At the opening of trading session, commodities suppliers will supply their commodities to BSAS.
Whenever Bank A intends to purchase commodities, it will key in the amount of commodities required in
a web­based system provided by Bursa. Once the commodities available in BSAS match with what Bank
A wants to purchase, the sale and purchase is done and ownership of the commodities transferred. The
system will then automatically generate an e­Cert to acknowledge the ownership. Next, Bank A has to
credit the money into a Bursa account maintained with its branch (represented as (S) in Fig. 5.3 by Bank
A to BSAS).

After that, Bank A can proceed to sell the commodities to Bank B. Bank A has to create a sub e­Cert in
the system to declare that commodities have been sold to Bank B and the ownership transferred. This
selling transaction will be paid on a deferred basis which allows Bank B to pay Bank A on murabahah:
principal plus profit margin on maturity date. Subsequently, Bank B will sell the commodities to BMIS
who will then sell to the open market at random on BSAS. BSAS will then match the selling activity with
a request to purchasecommodities from the market. Once matched, Bank B may debit the money
transferred to the Bursa account earlier (shown as (S) in Fig. 5.3 by BSAS to Bank B).

If at the end of trading day there are no interbank players to purchase commodities and no match can be
done, BMIS will purchase all of the commodities and sell them all to the commodities buyers outside the
BSAS market. Players have to be more alert towards the end of the trading day as anyunsold
commodities will be physically delivered to them. Bursa will notify players with outstanding
commodities to sell them to the market before it closes or, if players wanted to take delivery of the
commodities, they may inform Bursa and delivery will take place within a week.
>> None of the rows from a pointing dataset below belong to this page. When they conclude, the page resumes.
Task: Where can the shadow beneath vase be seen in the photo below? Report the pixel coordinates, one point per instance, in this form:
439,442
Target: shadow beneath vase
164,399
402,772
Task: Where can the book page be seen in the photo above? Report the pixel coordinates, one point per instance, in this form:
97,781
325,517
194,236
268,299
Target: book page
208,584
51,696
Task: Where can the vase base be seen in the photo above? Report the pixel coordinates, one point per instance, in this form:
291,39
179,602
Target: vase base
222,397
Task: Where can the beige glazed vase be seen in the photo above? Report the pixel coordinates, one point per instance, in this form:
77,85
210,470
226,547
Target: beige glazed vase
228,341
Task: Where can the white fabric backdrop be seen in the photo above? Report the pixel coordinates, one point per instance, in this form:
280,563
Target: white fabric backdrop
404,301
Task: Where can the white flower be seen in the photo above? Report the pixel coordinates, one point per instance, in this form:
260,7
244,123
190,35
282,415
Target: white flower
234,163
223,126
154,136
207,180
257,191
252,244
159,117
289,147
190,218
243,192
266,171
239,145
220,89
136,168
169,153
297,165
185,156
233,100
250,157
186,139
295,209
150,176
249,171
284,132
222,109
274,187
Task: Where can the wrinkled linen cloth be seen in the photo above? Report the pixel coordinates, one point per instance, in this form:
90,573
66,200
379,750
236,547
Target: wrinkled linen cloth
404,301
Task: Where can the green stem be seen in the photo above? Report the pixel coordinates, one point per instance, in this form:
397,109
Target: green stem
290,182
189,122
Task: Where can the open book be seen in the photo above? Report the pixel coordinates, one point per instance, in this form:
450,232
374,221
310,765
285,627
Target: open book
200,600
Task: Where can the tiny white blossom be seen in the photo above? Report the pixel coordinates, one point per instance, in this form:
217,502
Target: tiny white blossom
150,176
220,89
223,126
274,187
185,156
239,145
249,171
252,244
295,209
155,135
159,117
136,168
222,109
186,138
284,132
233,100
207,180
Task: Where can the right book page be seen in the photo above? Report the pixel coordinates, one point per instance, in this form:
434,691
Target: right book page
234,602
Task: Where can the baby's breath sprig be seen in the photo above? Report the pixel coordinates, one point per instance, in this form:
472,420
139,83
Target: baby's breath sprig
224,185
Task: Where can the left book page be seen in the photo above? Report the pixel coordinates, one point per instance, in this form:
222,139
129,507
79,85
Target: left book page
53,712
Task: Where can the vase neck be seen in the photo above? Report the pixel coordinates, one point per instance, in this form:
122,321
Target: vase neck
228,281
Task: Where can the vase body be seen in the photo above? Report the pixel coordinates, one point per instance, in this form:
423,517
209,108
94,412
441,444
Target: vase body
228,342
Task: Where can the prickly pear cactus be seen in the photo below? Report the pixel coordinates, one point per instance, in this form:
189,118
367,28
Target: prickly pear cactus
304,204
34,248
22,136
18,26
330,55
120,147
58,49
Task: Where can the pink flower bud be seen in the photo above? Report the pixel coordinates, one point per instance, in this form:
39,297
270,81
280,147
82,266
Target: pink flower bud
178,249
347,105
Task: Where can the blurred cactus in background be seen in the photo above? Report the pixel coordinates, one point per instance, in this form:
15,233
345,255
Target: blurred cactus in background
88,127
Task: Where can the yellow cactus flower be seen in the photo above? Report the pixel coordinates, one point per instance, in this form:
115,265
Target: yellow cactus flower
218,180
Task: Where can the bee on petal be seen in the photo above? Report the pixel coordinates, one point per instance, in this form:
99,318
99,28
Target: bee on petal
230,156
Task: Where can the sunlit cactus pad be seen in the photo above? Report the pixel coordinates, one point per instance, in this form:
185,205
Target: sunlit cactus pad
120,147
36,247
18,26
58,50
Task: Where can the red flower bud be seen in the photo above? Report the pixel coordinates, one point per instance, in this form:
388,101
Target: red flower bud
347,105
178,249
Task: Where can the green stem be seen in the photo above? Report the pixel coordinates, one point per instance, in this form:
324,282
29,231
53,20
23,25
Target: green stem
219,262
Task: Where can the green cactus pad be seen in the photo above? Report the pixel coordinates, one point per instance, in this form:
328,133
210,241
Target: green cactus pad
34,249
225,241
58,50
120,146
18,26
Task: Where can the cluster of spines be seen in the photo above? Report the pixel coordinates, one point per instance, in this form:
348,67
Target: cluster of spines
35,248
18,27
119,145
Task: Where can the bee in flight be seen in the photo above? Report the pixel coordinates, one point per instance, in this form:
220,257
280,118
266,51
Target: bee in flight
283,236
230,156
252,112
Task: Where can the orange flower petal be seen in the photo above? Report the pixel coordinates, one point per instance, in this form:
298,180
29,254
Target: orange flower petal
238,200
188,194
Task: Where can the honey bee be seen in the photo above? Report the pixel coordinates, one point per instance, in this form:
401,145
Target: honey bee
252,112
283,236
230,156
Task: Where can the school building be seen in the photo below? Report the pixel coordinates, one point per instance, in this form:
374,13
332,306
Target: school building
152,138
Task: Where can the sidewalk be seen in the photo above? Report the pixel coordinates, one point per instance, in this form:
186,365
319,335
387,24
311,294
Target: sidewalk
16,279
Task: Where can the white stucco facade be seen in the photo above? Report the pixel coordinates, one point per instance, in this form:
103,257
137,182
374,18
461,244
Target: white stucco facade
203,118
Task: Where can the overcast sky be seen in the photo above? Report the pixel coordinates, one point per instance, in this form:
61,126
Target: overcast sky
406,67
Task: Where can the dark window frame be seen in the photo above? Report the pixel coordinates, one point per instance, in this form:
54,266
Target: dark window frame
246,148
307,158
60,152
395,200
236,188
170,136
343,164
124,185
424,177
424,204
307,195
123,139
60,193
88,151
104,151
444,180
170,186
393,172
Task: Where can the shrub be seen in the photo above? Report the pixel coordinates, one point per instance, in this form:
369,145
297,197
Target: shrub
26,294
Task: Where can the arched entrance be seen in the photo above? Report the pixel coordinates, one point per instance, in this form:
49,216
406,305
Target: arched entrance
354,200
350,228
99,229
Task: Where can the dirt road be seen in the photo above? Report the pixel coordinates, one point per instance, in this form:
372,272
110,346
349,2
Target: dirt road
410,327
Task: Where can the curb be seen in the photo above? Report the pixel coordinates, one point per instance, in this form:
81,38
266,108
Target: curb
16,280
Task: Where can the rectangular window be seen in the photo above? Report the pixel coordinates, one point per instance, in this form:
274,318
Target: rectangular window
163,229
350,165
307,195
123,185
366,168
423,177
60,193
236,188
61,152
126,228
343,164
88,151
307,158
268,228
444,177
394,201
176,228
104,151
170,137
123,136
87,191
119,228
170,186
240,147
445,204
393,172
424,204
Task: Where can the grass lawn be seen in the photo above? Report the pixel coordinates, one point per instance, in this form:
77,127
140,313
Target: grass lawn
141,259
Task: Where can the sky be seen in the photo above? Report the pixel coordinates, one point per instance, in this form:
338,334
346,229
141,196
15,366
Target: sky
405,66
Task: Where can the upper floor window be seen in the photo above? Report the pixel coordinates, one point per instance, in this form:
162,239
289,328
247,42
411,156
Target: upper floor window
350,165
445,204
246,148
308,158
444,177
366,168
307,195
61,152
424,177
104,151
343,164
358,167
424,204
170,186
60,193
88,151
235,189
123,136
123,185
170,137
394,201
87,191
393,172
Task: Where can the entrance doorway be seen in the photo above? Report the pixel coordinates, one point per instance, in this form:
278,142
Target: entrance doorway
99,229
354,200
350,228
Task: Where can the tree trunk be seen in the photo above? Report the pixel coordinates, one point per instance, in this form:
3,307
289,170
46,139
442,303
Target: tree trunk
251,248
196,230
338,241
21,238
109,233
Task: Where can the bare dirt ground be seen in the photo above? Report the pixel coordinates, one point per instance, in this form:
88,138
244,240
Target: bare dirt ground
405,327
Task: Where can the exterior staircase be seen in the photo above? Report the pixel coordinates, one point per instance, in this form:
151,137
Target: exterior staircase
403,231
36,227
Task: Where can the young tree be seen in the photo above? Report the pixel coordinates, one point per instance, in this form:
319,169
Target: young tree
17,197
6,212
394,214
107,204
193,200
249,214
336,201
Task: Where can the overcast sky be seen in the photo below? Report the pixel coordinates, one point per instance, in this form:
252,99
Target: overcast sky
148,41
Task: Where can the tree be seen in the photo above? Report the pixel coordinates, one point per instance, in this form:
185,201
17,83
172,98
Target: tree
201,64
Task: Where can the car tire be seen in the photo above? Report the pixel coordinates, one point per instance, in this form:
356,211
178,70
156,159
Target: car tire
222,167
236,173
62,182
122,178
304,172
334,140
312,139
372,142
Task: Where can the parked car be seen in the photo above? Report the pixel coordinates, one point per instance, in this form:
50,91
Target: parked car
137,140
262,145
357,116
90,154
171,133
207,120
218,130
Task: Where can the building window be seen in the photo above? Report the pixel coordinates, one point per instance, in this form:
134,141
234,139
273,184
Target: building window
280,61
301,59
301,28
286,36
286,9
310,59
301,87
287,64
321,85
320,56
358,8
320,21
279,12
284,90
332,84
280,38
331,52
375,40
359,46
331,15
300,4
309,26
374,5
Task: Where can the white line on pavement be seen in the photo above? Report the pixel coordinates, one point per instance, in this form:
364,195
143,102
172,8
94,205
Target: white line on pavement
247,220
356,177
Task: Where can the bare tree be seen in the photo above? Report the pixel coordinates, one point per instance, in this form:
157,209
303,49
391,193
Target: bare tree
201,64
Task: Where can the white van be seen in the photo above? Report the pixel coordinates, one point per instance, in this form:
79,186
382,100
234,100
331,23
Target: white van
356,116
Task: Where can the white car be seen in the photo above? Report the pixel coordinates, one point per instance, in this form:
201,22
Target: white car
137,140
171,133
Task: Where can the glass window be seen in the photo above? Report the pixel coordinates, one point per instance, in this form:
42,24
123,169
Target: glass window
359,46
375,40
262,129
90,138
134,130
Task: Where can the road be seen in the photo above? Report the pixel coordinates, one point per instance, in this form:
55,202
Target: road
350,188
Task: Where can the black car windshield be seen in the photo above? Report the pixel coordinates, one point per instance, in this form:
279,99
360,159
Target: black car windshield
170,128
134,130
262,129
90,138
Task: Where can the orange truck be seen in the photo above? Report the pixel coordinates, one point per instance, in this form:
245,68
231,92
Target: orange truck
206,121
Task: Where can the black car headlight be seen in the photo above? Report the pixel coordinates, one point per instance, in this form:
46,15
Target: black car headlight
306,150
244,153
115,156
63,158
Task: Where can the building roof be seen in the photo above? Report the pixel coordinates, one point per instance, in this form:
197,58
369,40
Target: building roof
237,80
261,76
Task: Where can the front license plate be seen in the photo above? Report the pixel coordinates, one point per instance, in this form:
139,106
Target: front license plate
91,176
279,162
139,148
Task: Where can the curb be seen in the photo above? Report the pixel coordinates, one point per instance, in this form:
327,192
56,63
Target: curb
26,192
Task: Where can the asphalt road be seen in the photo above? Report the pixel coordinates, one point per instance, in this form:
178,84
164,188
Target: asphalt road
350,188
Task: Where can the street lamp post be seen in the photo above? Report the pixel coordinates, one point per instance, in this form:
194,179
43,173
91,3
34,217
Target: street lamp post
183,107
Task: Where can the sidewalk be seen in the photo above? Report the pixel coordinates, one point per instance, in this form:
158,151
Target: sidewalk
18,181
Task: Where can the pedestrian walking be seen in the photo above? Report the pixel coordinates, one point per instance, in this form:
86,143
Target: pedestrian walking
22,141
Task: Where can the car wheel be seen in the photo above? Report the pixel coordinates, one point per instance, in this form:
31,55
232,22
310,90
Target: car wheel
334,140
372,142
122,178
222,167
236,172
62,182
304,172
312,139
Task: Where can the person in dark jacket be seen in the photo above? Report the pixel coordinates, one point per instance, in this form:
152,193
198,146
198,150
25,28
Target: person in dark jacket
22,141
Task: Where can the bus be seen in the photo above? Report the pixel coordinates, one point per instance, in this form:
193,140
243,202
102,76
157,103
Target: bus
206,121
Players have to make
sure that they have appointed a broker with a Malaysian Palm Oil Board (MPOB) license as normally the
banks are not MPOB licensed.

In the event that Bank B is not a BSAS participant, or it does not want to handle the trading of
commodities on its own, as it does not want so many reconciliations to be done at its end, it may appoint
an agent in these BSAS transactions.

Brokerage fees for BSAS market usage will be paid to Bursa on a monthly basis. Fees are charged
according to trading volume per month, and are comparatively lower than the brokerage fees charged in
other commodity exchanges or platform.

In the Commodity Murabahah (CM) program, overseas brokers have to be appointed in order to back
foreign currencies IIMM through CM and of course the cost is higher. For the settlement of foreign
currencies in the IIMM deal, debiting and crediting of Bursa account will be made in RM equivalent,
using the same exchange rate to eliminate foreign exchange exposure.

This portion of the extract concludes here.